The manifest.json file allows us to tell browsers how to display our PWA. We can set brand colours, icons and configure how much browser UI gets shown.

{
  "short_name": "PWA",
  "name": "My nice PWA",
  "icons": [
    {
      "src": "icon.png",
      "type": "image/png",
      "sizes": "192x192"
    }
  ],
  "start_url": "index.html",
  "display": "standalone",
  "theme_color": "blue"
  "background_color": "red"
}

Registering a service worker

The service-worker needs to be registered before it can activate on a page.

if ('serviceWorker' in navigator) {
  navigator.serviceWorker
    .register('/service-worker.js')
    .then(() => {
      console.log('Service worker registered');
    })
    .catch(err => {
      console.log('Service worker registration failed: ' + err);
    });
}

Caching initial files

To allow your PWA to work offline you need to cache the static HTML, CSS and JS files when the page loads for the first time.

self.addEventListener('install', function(event) {
  event.waitUntil(
    caches.open('myCache-v1').then(function(cache) {
      return cache.addAll([
        'index.html',
        'style.css',
        'app.js',
      ]);
    })
  );
});

Serving files from the cache

A service worker can intercept network requests, responding instead of the actual remote server.
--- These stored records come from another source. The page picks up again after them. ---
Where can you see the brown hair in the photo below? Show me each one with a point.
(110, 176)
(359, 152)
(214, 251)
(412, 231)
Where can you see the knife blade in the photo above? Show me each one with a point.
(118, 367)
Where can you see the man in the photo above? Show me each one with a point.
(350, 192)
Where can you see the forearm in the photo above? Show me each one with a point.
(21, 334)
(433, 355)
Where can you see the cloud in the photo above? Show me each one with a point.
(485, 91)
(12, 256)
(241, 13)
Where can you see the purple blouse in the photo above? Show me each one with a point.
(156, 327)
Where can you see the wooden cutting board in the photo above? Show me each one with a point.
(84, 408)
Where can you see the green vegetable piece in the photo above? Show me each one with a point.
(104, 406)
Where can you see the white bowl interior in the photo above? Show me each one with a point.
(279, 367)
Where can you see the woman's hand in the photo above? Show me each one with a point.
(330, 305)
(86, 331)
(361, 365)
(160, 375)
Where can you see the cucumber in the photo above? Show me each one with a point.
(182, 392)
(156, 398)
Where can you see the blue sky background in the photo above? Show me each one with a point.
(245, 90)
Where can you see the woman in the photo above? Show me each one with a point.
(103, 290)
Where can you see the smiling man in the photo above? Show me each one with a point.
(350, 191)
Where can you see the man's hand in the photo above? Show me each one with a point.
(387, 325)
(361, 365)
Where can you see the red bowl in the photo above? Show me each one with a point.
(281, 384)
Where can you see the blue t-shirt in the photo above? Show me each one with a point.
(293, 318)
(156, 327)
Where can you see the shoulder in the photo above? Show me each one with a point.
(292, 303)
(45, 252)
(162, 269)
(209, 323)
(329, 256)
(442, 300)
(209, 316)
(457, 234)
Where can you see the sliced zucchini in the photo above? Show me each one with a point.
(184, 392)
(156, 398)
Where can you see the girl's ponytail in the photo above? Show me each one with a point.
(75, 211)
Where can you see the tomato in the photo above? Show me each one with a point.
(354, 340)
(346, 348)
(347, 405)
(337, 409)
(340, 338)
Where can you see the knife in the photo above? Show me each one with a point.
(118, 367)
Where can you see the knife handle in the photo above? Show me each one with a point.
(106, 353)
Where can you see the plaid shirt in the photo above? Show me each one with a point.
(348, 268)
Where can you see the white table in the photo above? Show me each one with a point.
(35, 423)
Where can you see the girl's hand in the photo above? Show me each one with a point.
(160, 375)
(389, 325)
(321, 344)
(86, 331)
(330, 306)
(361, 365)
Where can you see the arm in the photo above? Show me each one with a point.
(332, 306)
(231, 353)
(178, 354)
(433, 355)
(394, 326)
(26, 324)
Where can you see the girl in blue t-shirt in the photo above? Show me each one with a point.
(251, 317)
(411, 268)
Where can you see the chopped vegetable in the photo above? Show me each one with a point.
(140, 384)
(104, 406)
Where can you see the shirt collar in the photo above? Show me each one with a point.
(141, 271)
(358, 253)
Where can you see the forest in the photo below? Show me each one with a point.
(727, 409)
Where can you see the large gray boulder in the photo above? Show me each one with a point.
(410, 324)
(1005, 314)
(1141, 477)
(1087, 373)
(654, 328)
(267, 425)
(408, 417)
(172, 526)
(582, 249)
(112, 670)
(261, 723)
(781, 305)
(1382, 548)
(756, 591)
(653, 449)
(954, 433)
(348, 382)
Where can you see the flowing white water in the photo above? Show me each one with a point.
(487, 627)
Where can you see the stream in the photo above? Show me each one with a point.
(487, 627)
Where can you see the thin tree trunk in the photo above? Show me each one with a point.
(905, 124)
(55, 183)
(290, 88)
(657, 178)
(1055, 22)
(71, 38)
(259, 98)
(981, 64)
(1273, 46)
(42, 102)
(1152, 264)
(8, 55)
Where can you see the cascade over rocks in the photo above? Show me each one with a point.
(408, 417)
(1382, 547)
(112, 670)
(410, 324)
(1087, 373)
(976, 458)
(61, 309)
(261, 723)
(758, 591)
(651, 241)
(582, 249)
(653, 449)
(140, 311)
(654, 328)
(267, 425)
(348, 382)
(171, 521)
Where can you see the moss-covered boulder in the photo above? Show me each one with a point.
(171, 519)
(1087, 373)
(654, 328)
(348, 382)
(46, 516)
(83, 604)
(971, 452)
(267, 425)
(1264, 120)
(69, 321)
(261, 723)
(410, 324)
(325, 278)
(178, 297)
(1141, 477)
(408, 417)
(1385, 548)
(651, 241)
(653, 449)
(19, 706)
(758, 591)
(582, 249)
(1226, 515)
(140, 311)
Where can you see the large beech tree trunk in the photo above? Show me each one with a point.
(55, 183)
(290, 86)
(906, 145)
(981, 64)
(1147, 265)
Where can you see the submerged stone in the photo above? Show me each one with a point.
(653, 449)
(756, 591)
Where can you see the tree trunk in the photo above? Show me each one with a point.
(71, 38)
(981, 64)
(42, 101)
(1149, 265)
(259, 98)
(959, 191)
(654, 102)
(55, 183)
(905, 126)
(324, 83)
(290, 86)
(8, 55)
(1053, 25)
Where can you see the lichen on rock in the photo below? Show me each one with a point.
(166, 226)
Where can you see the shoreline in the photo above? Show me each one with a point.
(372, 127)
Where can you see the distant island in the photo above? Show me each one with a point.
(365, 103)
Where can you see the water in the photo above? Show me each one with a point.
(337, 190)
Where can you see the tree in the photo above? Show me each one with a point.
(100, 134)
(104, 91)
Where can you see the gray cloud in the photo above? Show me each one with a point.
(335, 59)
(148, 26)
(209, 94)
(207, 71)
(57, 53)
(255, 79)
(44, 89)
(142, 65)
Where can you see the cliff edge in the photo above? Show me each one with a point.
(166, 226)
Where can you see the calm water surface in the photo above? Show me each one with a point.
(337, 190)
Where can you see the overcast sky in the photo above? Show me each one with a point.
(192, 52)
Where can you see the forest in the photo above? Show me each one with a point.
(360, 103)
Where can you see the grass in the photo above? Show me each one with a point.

self.addEventListener('fetch', function(event) {
  event.respondWith(
    caches.match(event.request).then(response => {
      return response || fetch(event.request);
    })
  );
})

Generating service workers

SW-Precache is a great simple library from Google that will automatically generate your service worker for you. You configure it with a JS file, then run it from the command line (or in a build script).

module.exports = {
  stripPrefix: 'build/',
  staticFileGlobs: [
    'build/*.html',
    'build/*.css',
    'build/*.js',
  ],
  swFilePath: 'build/service-worker.js',
};
$ sw-precache --config=sw-precache-config.js

Generating service workers

SW-Precache also lets you easily configure runtime-caching of external resources.

module.exports = {
  ...
  runtimeCaching: [{
    urlPattern: /^https:\/\/example\.com\/api/,
    handler: 'networkFirst'
  }, {
    urlPattern: /\/articles\//,
    handler: 'fastest',
    options: {
      cache: {
        maxEntries: 10,
        name: 'articles-cache'
      }
    }
  }]
};
$ sw-precache --config=sw-precache-config.js

Generating service workers

There is also a new Google library called Workbox, which integrates with most build tools and has built in modules for lots of common PWA patterns

JS framework support

Create React App, Preact CLI and Vue Templates all create performant PWAs by default now. This includes a service worker that caches the initial files.

Addy Osmani's talk from Google I/O:
youtube.com/watch?v=aCMbSyngXB4

User expectations

It's worth considering that users will likely not have encountered this paradigm before.

Websites don't usually install themselves to the phone and work offline. It's best to notify them when unusual things happen (like offline availability).